In February 2016, the Financial Accounting Standards Board (“FASB”) issued the new leasing standard in ASU 2016-02 (“ASC 842”) for both lessees and lessors for use when preparing financial statements.

ASC 842 directs that a lessee will recognize right-of-use (“ROU”) assets together with associated lease liabilities on the balance sheet for all lease arrangements with terms longer than 12 months. 

In the run-up to the drafting and then publication of ASC 842, much input and feedback were encouraged from potential users and an identified concern was that the existing disclosure requirements did not provide sufficient information for an interested party to fully understand the impact of the leasing activities of a business. With the aim of addressing this, under the new standard, lease disclosures are intended to give financial statement users a better, more transparent understanding of those leasing activities, particularly making it easier for them to “assess the amount, timing, and uncertainty of cash flows arising from leases.”

With this in mind, the standard further indicates that “a lessee [lessor] shall consider the level of detail necessary to satisfy the disclosure objective and how much emphasis to place on each of the various requirements. Following ASC 842-20-50-2 and ASC 842-30-50-2, a “lessee [lessor] shall aggregate or disaggregate disclosures so that useful information is not obscured by either the inclusion of a large amount of insignificant detail or by aggregating items that have different characteristics.”

With their main focus on implementing complete and accurate accounting models for recognition and measurement, too many entities failed to consider disclosures until very late in the transition to ASC 842 compliance. Bearing this lesson in mind to avoid last-minute panics, entities are encouraged to take positive action to fully understand the disclosure requirements early in their implementation process, even making draft qualitative disclosures, and use that knowledge when selecting any solution provider. 

An entity will need to make a significant judgment to determine the level of disclosures necessary to satisfy this requirement and as a guiding principle, the basis for conclusions indicates “if leasing is a significant part of an entity’s business activities, the disclosures would be more comprehensive than for an entity whose leasing activities are less significant….” And that may mean that disaggregation might be appropriate. 

If not already present in their financial statements as required by other accounting standards, entities must make appropriate disclosures regarding the adoption of ASC 842 for each annual reporting period for which a statement of comprehensive income (statement of activities) is presented and in each year-end financial statement.

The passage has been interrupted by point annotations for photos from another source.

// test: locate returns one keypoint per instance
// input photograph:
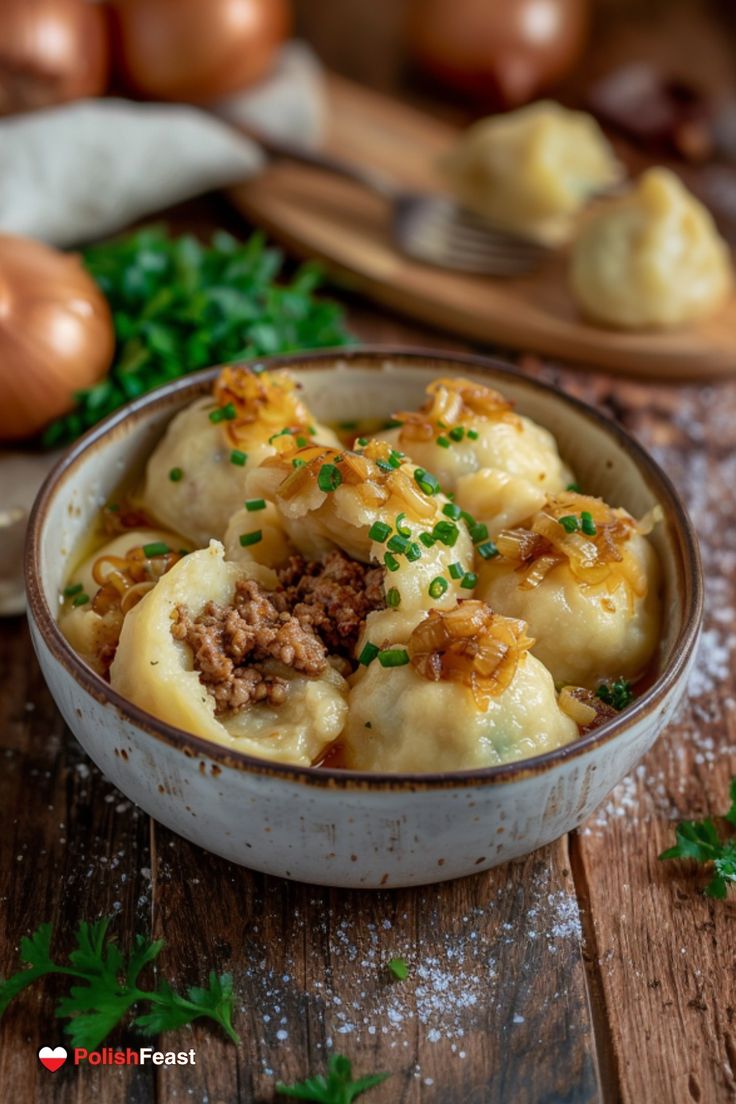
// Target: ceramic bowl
(339, 827)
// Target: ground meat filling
(231, 645)
(331, 597)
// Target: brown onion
(55, 335)
(51, 51)
(196, 50)
(500, 51)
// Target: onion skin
(501, 52)
(51, 52)
(55, 335)
(195, 51)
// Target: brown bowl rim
(373, 356)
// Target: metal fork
(429, 227)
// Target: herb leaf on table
(337, 1087)
(700, 840)
(108, 987)
(179, 305)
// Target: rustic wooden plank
(496, 988)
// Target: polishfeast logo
(53, 1058)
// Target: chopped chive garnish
(487, 550)
(329, 477)
(569, 523)
(368, 655)
(401, 528)
(438, 586)
(587, 524)
(394, 657)
(397, 543)
(426, 481)
(156, 548)
(379, 531)
(225, 413)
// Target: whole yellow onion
(55, 335)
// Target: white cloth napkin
(75, 173)
(80, 172)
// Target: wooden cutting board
(317, 214)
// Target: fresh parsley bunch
(700, 840)
(179, 306)
(106, 987)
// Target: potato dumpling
(465, 693)
(157, 671)
(112, 580)
(652, 259)
(586, 581)
(195, 476)
(377, 508)
(532, 170)
(464, 426)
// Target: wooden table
(587, 972)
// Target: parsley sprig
(700, 840)
(337, 1087)
(107, 987)
(179, 305)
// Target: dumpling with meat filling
(464, 426)
(377, 508)
(209, 651)
(107, 585)
(586, 580)
(450, 690)
(195, 476)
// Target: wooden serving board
(317, 214)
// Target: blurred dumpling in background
(195, 477)
(586, 580)
(532, 171)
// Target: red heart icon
(52, 1059)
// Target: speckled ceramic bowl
(338, 827)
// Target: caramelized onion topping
(471, 645)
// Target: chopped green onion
(438, 586)
(156, 548)
(487, 550)
(379, 531)
(368, 655)
(426, 481)
(394, 657)
(225, 413)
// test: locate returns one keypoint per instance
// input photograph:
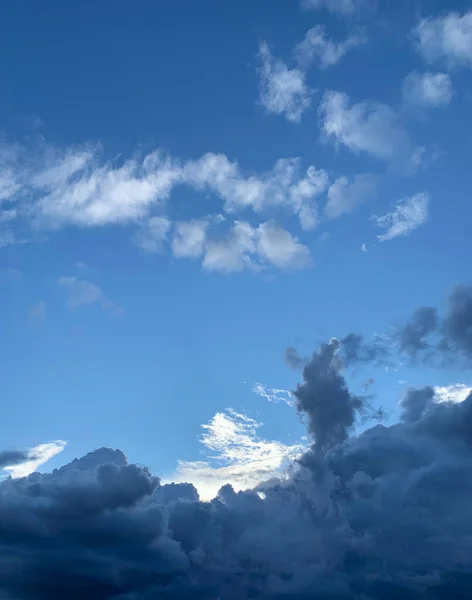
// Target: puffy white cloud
(238, 456)
(345, 195)
(83, 293)
(446, 39)
(369, 127)
(281, 248)
(406, 217)
(37, 457)
(282, 91)
(316, 45)
(427, 89)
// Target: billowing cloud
(282, 91)
(334, 524)
(446, 39)
(406, 217)
(366, 127)
(239, 457)
(427, 89)
(317, 46)
(82, 293)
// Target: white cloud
(369, 127)
(317, 45)
(457, 392)
(427, 89)
(281, 248)
(345, 195)
(83, 293)
(446, 39)
(152, 234)
(337, 7)
(37, 457)
(238, 456)
(408, 215)
(282, 91)
(189, 238)
(273, 394)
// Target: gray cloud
(381, 514)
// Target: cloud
(247, 247)
(83, 293)
(282, 91)
(407, 216)
(316, 45)
(273, 394)
(331, 520)
(189, 238)
(281, 248)
(446, 39)
(427, 89)
(344, 196)
(369, 127)
(23, 464)
(239, 456)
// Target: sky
(189, 189)
(235, 290)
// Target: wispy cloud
(427, 89)
(369, 127)
(446, 39)
(406, 217)
(282, 91)
(345, 195)
(83, 293)
(235, 454)
(317, 45)
(35, 457)
(273, 394)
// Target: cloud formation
(282, 91)
(333, 525)
(427, 89)
(446, 39)
(406, 217)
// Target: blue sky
(186, 189)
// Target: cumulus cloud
(406, 217)
(345, 195)
(369, 127)
(239, 457)
(316, 45)
(446, 39)
(282, 91)
(334, 524)
(427, 89)
(82, 293)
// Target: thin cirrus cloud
(406, 217)
(84, 293)
(317, 46)
(235, 454)
(427, 89)
(446, 39)
(282, 91)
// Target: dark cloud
(385, 514)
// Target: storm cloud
(377, 515)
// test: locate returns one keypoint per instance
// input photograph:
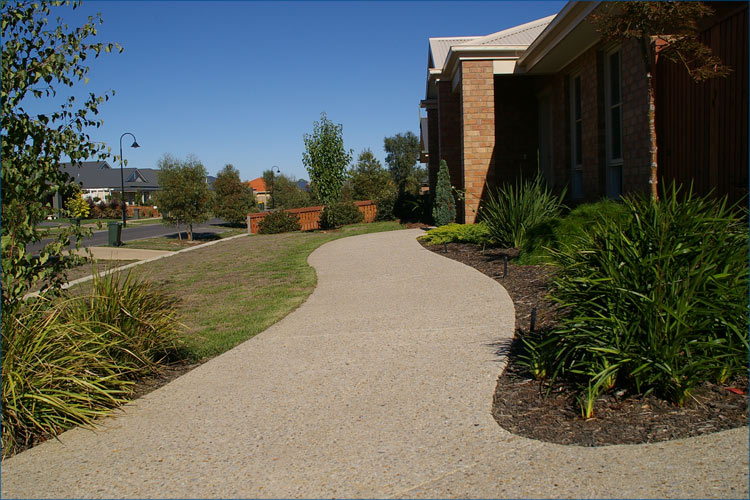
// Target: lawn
(172, 243)
(98, 224)
(230, 292)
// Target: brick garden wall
(309, 217)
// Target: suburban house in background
(550, 96)
(260, 191)
(99, 180)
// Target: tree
(184, 197)
(402, 154)
(286, 193)
(233, 199)
(326, 159)
(37, 61)
(370, 181)
(269, 178)
(444, 209)
(666, 29)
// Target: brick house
(549, 96)
(260, 191)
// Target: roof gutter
(487, 52)
(561, 26)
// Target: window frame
(576, 136)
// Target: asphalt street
(100, 237)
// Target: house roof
(505, 46)
(523, 34)
(439, 48)
(258, 185)
(566, 37)
(99, 175)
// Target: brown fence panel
(309, 217)
(702, 128)
(145, 211)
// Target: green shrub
(144, 311)
(657, 300)
(340, 214)
(385, 206)
(68, 361)
(458, 233)
(556, 231)
(279, 222)
(515, 208)
(444, 211)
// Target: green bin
(115, 232)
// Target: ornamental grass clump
(656, 301)
(515, 208)
(68, 361)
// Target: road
(100, 237)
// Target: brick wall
(590, 66)
(433, 139)
(449, 126)
(635, 140)
(309, 217)
(477, 130)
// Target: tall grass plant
(656, 300)
(515, 208)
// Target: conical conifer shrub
(444, 210)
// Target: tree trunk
(652, 137)
(649, 59)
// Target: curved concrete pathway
(380, 385)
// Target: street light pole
(122, 176)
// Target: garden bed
(525, 407)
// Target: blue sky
(240, 82)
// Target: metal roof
(523, 34)
(439, 48)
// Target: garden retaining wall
(309, 217)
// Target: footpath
(380, 385)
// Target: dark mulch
(523, 406)
(165, 374)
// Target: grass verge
(233, 291)
(172, 243)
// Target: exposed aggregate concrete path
(379, 385)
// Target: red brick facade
(477, 131)
(490, 125)
(449, 132)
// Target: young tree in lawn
(444, 210)
(286, 193)
(663, 29)
(326, 159)
(370, 181)
(269, 178)
(233, 198)
(38, 60)
(185, 196)
(402, 155)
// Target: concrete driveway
(380, 385)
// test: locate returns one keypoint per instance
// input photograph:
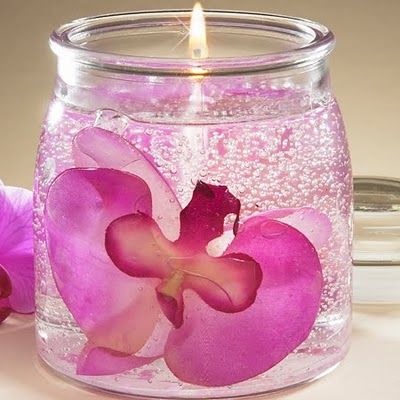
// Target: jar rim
(67, 42)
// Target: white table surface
(371, 370)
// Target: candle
(193, 205)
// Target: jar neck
(194, 99)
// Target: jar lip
(319, 42)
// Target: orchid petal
(97, 147)
(113, 310)
(98, 361)
(202, 220)
(16, 246)
(170, 298)
(314, 224)
(204, 351)
(5, 291)
(137, 246)
(227, 283)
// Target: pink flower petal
(137, 246)
(113, 310)
(314, 224)
(97, 147)
(5, 291)
(97, 361)
(202, 220)
(5, 284)
(216, 349)
(16, 246)
(227, 283)
(170, 298)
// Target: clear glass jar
(193, 216)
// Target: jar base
(94, 384)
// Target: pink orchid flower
(16, 251)
(141, 290)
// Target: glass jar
(193, 216)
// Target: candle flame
(197, 36)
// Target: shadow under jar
(193, 217)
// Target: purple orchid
(141, 290)
(16, 251)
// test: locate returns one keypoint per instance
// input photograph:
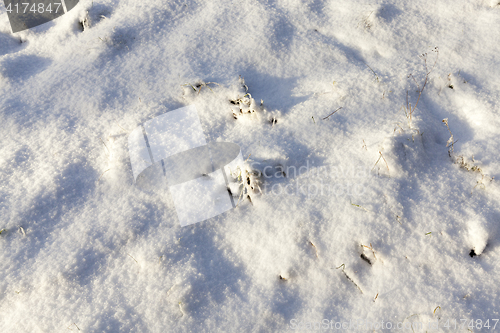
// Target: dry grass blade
(332, 113)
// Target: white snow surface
(85, 249)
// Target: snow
(86, 249)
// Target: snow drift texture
(84, 248)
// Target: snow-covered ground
(379, 224)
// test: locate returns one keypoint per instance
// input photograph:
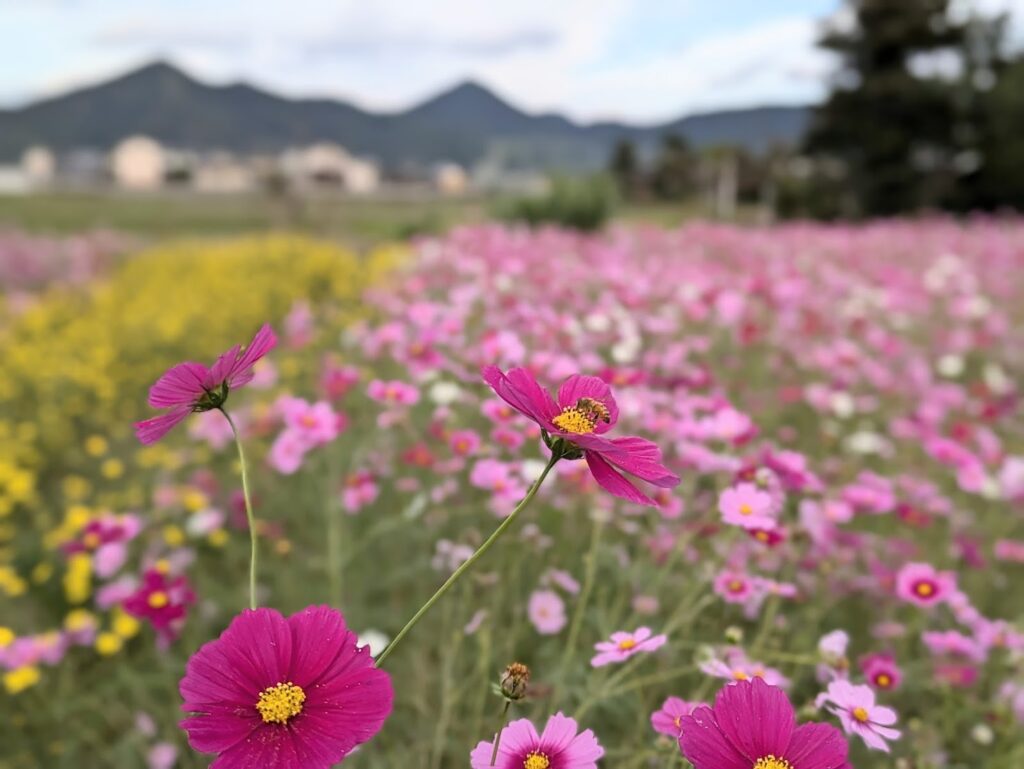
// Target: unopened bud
(514, 681)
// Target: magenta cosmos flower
(559, 746)
(193, 387)
(276, 693)
(584, 412)
(923, 585)
(753, 726)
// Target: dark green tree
(625, 169)
(674, 176)
(894, 111)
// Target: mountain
(464, 124)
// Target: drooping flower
(753, 726)
(882, 672)
(859, 715)
(193, 387)
(669, 719)
(747, 506)
(923, 585)
(624, 645)
(163, 601)
(584, 412)
(295, 693)
(560, 745)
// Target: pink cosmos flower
(923, 585)
(856, 711)
(360, 489)
(753, 724)
(585, 411)
(882, 672)
(745, 505)
(669, 719)
(276, 693)
(163, 602)
(464, 442)
(194, 387)
(560, 745)
(393, 392)
(547, 611)
(733, 587)
(624, 645)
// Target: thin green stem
(588, 588)
(253, 536)
(468, 564)
(501, 728)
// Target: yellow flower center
(279, 703)
(771, 762)
(576, 421)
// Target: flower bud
(514, 681)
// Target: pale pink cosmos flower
(668, 720)
(624, 645)
(393, 392)
(547, 611)
(859, 715)
(193, 387)
(747, 506)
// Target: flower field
(711, 497)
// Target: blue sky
(636, 59)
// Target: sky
(642, 60)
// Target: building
(39, 166)
(221, 172)
(325, 166)
(138, 163)
(451, 178)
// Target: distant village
(140, 164)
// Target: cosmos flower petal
(558, 733)
(179, 385)
(757, 718)
(151, 430)
(817, 746)
(521, 391)
(705, 744)
(614, 483)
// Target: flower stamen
(280, 703)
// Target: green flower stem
(501, 729)
(253, 536)
(468, 564)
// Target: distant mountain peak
(465, 123)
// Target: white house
(327, 165)
(138, 163)
(38, 165)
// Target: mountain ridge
(465, 123)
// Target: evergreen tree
(893, 115)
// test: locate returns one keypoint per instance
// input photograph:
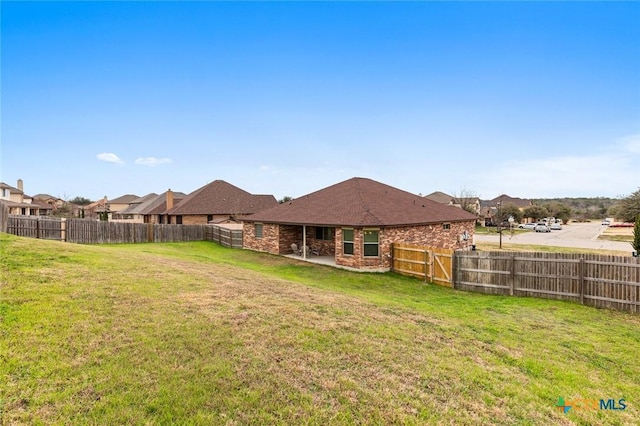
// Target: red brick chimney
(169, 199)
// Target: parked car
(527, 226)
(541, 227)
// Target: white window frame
(365, 243)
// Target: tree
(509, 210)
(536, 212)
(560, 211)
(467, 199)
(636, 236)
(80, 201)
(629, 207)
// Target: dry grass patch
(197, 334)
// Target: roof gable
(125, 199)
(440, 197)
(362, 202)
(220, 197)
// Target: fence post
(512, 276)
(427, 270)
(581, 280)
(454, 273)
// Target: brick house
(18, 202)
(356, 221)
(215, 202)
(150, 208)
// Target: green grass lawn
(193, 333)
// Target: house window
(347, 241)
(324, 233)
(371, 244)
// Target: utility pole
(500, 223)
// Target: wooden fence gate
(429, 263)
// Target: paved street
(583, 235)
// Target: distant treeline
(583, 207)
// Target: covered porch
(319, 241)
(330, 261)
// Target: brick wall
(269, 241)
(277, 240)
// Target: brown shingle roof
(361, 202)
(220, 197)
(125, 199)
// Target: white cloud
(631, 144)
(604, 174)
(153, 161)
(109, 157)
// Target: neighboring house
(215, 202)
(149, 209)
(356, 222)
(98, 210)
(118, 204)
(48, 203)
(18, 202)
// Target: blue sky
(531, 99)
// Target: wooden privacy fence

Public Companies should note that the Securities and Exchange Commission (SEC) requires them in the year of ASC 842 adoption to include all required annual disclosures in any interim financial statements that are prepared until the next annual financial statements are filed – even if the disclosure requirements are only applicable for annual periods.

Key disclosure requirements for lessees:


1. Statement of Financial Position: ASC 842-20-45-1 through 45-3
  • Present, or disclose in the notes, separately from each other and from other assets and liabilities:
      1. Finance lease right-of-use assets
      2. Operating lease right-of-use assets
      3. Finance lease liabilities
      4. Operating lease liabilities
  • Classify right-of-use assets and lease liabilities as current or non-current consistent with the way similar non-financial assets and financial liabilities are classified
  • Disclose which line items in the statement of financial position include the right-of-use assets and lease liabilities
  • Do not present in the same line item the right of use asset and associated liabilities of operating leases with the right of use asset and associated liabilities of finance leases
2. Statement of Comprehensive Income: ASC 842-20-45-4
  • For finance leases, present interest expense on the lease liability and amortization of the right-of-use asset in a manner consistent with how the entity presents other interest expense and depreciation and amortization of similar assets, respectively
  • For operating leases, lease expense should be included in income from continuing operations
3. Statement of Cash Flows: ASC 842-20-45-5
  • Classify repayments of the principal portion of the lease liability arising from finance leases within financing activities
  • Classify interest on the lease liability arising from finance leases in accordance with requirements relating to interest paid in ASC 230 on cash flows
  • Classify those payments arising from operating leases within operating activities, except to the extent that those payments represent costs to bring another asset to the condition and location necessary for its intended use, which should be classified within investing activities
  • Classify any variable lease payments and short-term lease payments not included in the lease liability within operating activities
4. Significant Judgments: ASC 842-20-50-3(c)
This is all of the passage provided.